I know, this is probably boring but I have planned out a little wish list for my tanks theme and wanted to share it to you guys, since theme-ing out my tanks is probably going to take a while as I gather the money for it:
*
Cheshire - An alice in wonderland theme*










Looking for:

- Small bottle (like the ones from a mini fridge) 
- Mushroom 
- Cheshire cat figurine
- A label that is waterproof with the words "Drink me"
- Colorful gravel (got it!)

Or

- Tea set
*
Eros- A greek theme, olympus?*










- Greek temples
- Greek famous statues figurines (hopefully of Eros, god of love)
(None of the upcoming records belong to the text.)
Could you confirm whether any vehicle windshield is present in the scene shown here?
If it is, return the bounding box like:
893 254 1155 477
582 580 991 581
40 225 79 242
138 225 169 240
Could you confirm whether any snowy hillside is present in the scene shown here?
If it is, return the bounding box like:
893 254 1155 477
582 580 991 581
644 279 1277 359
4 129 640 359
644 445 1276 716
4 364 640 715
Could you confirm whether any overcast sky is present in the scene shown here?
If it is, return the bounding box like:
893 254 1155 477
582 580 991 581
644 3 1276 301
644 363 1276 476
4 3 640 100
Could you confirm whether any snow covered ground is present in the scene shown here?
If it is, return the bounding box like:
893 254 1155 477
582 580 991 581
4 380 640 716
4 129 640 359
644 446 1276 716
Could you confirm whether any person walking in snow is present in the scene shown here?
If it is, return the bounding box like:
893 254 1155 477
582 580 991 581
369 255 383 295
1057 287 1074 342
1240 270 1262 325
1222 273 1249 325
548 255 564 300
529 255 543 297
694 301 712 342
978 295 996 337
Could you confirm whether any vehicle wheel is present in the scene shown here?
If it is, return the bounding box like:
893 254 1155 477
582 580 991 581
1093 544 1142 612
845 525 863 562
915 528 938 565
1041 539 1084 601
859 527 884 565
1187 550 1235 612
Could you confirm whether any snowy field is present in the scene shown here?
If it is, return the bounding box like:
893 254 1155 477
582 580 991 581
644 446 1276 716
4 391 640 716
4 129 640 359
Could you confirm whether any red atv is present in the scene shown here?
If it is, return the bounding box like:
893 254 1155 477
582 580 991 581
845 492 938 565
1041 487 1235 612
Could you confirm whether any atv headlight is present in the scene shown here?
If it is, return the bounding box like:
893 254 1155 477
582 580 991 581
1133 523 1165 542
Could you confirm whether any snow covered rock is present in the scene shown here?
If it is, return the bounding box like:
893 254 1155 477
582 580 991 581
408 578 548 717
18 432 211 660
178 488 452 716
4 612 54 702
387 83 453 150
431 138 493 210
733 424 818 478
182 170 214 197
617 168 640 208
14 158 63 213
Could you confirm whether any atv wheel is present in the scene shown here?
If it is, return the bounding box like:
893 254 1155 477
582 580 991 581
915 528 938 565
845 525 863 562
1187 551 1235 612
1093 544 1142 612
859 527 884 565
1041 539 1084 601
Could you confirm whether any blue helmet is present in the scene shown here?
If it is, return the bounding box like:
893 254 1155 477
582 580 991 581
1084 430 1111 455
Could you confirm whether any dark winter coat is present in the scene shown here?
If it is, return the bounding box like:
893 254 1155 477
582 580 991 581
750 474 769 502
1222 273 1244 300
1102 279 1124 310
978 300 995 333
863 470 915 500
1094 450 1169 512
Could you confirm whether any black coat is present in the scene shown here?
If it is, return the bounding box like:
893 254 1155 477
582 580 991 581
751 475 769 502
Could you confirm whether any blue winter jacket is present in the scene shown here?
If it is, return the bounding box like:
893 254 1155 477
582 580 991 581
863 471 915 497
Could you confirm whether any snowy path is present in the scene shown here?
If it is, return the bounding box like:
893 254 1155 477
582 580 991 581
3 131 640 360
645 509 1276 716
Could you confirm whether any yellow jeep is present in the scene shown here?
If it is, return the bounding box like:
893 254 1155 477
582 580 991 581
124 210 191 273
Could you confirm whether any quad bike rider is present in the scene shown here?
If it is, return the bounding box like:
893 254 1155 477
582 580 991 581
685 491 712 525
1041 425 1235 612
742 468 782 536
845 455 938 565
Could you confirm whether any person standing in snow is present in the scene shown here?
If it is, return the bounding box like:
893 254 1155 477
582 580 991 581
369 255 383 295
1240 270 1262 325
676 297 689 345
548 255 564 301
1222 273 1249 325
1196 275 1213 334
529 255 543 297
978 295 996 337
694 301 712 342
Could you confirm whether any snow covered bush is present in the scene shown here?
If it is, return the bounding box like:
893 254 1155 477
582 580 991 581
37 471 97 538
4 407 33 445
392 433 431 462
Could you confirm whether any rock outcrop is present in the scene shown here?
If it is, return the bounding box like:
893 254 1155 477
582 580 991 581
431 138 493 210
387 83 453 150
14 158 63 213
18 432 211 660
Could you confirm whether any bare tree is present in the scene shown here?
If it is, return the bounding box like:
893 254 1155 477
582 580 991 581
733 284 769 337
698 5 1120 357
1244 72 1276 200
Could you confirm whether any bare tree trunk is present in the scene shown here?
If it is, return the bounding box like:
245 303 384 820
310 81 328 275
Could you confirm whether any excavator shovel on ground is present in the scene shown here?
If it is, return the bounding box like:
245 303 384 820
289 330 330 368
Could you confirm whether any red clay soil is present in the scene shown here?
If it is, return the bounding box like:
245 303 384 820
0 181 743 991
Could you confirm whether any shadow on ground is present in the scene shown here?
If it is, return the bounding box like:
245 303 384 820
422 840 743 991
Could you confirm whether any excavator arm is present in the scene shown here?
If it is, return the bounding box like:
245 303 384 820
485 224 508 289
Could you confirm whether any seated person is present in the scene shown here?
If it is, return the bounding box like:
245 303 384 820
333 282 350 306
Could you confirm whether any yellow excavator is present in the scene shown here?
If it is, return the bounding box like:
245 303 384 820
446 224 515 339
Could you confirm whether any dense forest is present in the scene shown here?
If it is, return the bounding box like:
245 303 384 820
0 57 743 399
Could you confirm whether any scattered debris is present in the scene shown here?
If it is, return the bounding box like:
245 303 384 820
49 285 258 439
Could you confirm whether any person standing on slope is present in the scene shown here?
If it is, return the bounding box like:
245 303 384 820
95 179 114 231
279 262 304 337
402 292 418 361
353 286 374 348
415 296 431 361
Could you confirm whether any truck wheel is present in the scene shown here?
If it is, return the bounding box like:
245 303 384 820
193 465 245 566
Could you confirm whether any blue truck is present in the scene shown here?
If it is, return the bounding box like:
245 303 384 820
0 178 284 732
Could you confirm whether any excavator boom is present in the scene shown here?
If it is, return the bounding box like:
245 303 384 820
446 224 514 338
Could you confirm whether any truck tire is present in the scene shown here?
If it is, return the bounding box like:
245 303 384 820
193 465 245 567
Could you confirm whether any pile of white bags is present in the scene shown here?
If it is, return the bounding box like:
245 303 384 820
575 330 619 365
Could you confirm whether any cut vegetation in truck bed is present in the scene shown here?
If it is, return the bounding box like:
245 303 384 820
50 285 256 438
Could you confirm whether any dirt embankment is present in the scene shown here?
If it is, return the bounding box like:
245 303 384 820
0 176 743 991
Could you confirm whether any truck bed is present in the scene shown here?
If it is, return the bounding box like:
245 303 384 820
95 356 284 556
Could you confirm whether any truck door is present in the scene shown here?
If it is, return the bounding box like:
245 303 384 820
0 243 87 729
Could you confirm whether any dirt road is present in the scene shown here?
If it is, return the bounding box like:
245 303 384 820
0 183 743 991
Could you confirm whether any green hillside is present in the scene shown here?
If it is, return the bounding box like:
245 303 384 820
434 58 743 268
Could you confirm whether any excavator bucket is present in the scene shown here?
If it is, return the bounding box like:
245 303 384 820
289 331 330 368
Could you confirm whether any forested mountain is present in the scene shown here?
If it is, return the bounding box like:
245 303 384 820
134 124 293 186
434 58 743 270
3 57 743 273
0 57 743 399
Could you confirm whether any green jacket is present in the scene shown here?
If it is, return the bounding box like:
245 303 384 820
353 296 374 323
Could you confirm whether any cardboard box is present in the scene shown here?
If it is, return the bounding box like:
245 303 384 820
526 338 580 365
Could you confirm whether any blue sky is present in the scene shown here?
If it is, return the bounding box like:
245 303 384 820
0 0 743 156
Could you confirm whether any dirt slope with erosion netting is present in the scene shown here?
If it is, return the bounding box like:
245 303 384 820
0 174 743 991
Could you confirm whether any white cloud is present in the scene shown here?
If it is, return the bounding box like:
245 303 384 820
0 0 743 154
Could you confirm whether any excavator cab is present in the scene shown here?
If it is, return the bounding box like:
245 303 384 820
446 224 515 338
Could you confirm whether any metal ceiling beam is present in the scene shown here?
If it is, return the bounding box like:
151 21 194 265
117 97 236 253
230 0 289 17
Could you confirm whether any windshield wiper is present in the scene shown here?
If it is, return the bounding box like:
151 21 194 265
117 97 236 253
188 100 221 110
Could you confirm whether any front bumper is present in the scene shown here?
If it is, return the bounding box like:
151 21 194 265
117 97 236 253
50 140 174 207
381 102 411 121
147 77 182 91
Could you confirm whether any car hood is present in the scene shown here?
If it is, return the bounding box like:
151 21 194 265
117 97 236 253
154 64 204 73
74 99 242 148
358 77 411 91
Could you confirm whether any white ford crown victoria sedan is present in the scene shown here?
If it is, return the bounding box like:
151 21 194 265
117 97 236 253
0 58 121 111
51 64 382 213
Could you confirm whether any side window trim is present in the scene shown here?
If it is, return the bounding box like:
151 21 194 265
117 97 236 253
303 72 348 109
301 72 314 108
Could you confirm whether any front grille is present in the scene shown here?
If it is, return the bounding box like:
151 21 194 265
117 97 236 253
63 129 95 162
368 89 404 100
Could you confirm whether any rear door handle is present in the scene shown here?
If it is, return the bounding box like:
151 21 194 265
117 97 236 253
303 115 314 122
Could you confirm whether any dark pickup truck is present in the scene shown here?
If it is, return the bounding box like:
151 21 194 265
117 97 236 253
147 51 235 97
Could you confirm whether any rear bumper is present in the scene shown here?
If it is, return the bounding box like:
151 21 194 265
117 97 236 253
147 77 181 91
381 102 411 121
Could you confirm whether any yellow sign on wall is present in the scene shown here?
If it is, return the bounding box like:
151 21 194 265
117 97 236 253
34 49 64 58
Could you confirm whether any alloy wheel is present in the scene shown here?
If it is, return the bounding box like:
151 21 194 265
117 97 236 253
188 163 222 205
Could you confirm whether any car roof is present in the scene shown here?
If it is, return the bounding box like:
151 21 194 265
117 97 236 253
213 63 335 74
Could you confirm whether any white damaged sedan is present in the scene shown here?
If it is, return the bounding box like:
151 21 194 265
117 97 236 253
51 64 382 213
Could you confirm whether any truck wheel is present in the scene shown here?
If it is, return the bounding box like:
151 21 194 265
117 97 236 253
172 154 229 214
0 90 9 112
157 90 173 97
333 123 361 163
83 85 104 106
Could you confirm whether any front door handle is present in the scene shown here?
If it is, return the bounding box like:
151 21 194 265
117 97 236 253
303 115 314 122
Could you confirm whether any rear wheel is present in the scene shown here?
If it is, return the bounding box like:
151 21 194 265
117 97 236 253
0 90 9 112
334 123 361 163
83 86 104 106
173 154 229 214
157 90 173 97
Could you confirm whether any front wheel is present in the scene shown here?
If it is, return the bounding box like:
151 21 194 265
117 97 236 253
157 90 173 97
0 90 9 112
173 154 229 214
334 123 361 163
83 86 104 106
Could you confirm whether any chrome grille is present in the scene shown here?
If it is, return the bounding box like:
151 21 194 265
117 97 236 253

*Ramses - An egyptian theme*

- Piramids (I found some muahhaah)
- A figurine of ramses or Anubis
- Little dried looking branches or cactus figurines

*Kiyohime - Mai HiME theme*










I have to go to an anime convention for this one and order online:

- Kiyohime figurine
- Shizuru Fujino figurine
- Natsuki figurine
- Hime star wallpaper
- Duran figurine
- Bell


----------



## LunaStars004 (Nov 26, 2012)

Wow they are all really cool!
Personally, I like the Alice and Wonderland the most


----------



## asukabetta (Oct 2, 2012)

LunaStars004 said:


> Wow they are all really cool!
> Personally, I like the Alice and Wonderland the most


oh this is just the idea, I haven't gotten to working on them yet Q_Q


----------